Integration. Figure 2 visualizes the geometric priors, and Fig. 4 shows examples of specific priors over all reference image pixels. We integrate the priors into the inference as additional terms in the Monte-Carlo view sampling distribution

$$\begin{aligned} P_l(m) = \frac{q(Z_l^m=1) q(\alpha _l^m) q(\beta _l^m) q(\kappa _l^m)}{\sum _{m=1}^M{q(Z_l^m=1) q(\alpha _l^m) q(\beta _l^m) q(\kappa _l^m)}}, \end{aligned}$$
(7)

where \(q(\alpha _l^m), q(\beta _l^m), q(\kappa _l^m)\) are approximations during the variational inference, in the sense that they minimize the KL-divergence to the real posterior [53]. The distributions need no normalization in the inference because we solely use them as modulators for the sampling distribution \(P_l(m)\). This formulation assumes statistical independence of the individual priors as a simplifying approximation, which makes the optimization feasible using relatively simple models for well-understood geometric relations. Intuitively, non-occluded images with sufficient baseline, similar resolution, and non-oblique viewing direction are favored in the view selection. Section 5 evaluates the priors in detail and shows how they improve the reconstruction robustness especially for unstructured datasets.

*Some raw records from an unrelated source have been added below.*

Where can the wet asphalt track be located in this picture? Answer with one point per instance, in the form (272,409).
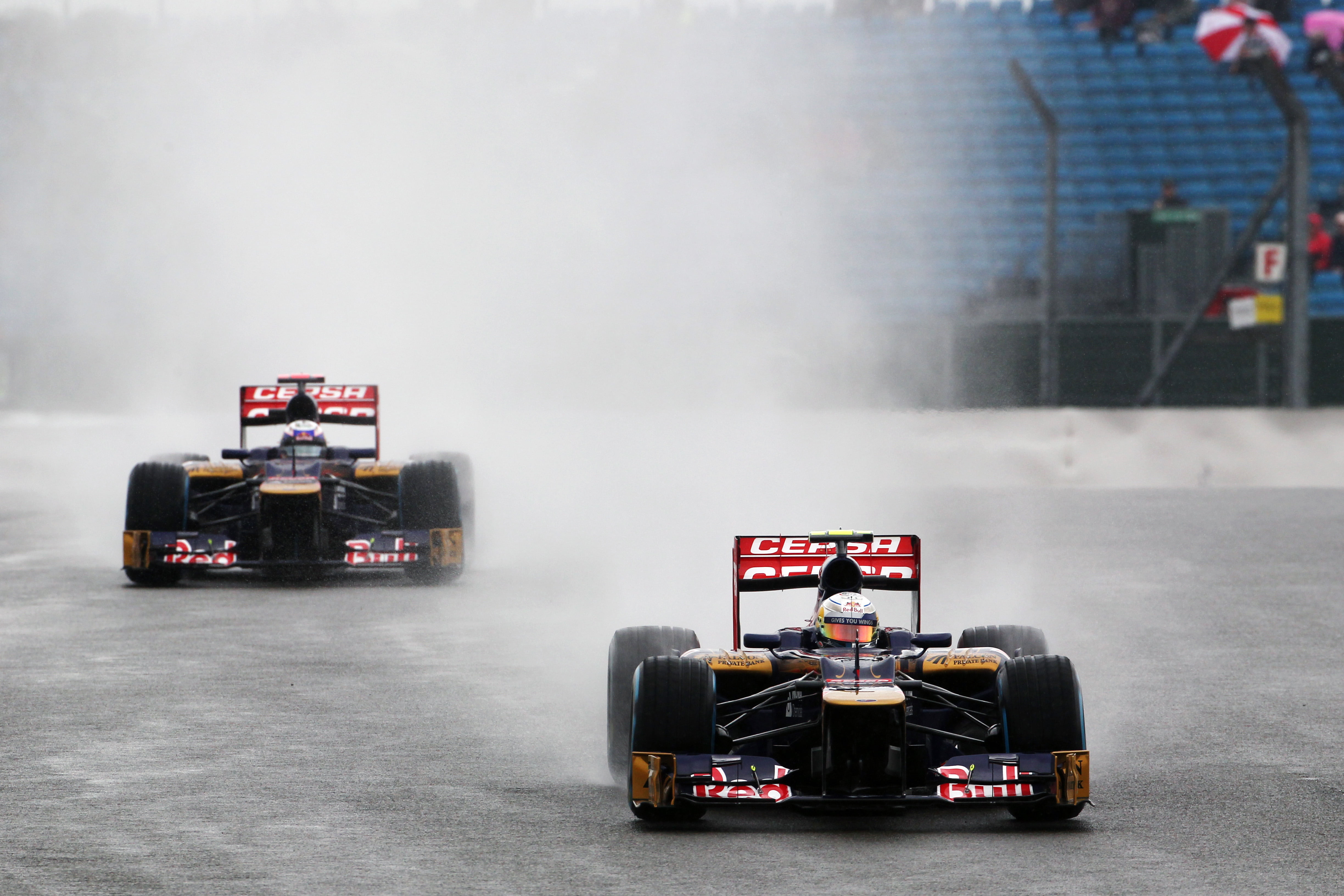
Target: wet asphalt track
(357,739)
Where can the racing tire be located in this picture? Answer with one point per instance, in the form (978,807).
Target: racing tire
(431,500)
(1043,713)
(156,500)
(629,648)
(1029,640)
(674,711)
(466,487)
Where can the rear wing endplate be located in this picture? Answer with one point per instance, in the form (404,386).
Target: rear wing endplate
(346,405)
(780,562)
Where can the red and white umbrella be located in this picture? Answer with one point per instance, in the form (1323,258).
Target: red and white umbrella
(1222,33)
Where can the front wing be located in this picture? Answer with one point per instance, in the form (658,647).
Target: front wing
(665,780)
(143,550)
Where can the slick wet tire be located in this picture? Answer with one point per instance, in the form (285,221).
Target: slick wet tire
(431,500)
(156,500)
(466,487)
(674,706)
(1042,706)
(429,496)
(673,713)
(668,813)
(629,648)
(1029,640)
(179,459)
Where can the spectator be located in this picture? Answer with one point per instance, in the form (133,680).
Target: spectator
(1170,198)
(1319,56)
(1319,245)
(1255,47)
(1331,208)
(1338,245)
(1167,15)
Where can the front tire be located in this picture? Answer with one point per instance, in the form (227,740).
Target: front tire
(1043,710)
(156,502)
(628,649)
(674,713)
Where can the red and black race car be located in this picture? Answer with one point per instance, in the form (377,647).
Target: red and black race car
(302,508)
(842,713)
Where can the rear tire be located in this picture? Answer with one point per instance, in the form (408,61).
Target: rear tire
(674,713)
(431,500)
(629,648)
(156,500)
(466,487)
(1043,710)
(1030,640)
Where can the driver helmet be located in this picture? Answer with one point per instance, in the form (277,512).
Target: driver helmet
(847,618)
(304,435)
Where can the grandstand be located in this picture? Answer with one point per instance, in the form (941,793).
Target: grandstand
(1130,116)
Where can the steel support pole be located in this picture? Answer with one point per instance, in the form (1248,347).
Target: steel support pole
(1298,293)
(1050,254)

4.3 View Selection Smoothness

The graphical model associated with the likelihood function in Eq. (2) uses state-transition probabilities to model spatial view selection smoothness for neighboring pixels in the propagation direction. Due to the interleaved inference using alternating propagation directions, \(Z_l^m\) suffers from oscillation, leading to striping effects as shown in Fig. 5. To reduce the oscillation effect of \(Z_{l,t}^m\) in iteration t, we insert an additional “temporal” smoothness factor into the graphical model. In this new model, the state of \(Z_{l,t}^m\) depends not only on the state of its neighboring pixel \(l - 1\) but also on its own state in the previous iteration \(t - 1\). The temporal state-transition is defined as \(P(Z_{l,t}^m|Z_{l,t-1}^m) = \left( {\begin{matrix} \lambda _t &{} 1- \lambda _t \\ 1-\lambda _t&{} \lambda _t \end{matrix}} \right) \), where a larger \(\lambda _t\) enforces greater temporal smoothness during the optimization. In fact, as the optimization progresses from \(t = 1 \ldots T\), the value of the estimated \(Z_{l,t-1}^m\) should stabilize around the optimal solution. Therefore, we adaptively increase the state-transition probability as \(\lambda _t = \frac{t}{2T} + 0.5\), i.e.,, the inferred \(Z_{l,t}^m\) in iterations \(t = 1\) and \(t = T - 1\) have maximal and minimal influence on the final value \(Z_{l,T}^m\), respectively. The two state-transitions are jointly modeled as

$$\begin{aligned} P(Z_{l,t}^m|Z_{l-1, t}^m, Z_{l,t-1}^m) = P(Z_{l,t}^m|Z_{l-1,t}^m) P(Z_{l,t}^m|Z_{l,t-1}^m). \end{aligned}$$
(8)

Figure 5 shows the evolution of \(Z_{l,t}^m\) during the optimization and demonstrates the reduced oscillation, which effectively also leads to less noisy view sampling.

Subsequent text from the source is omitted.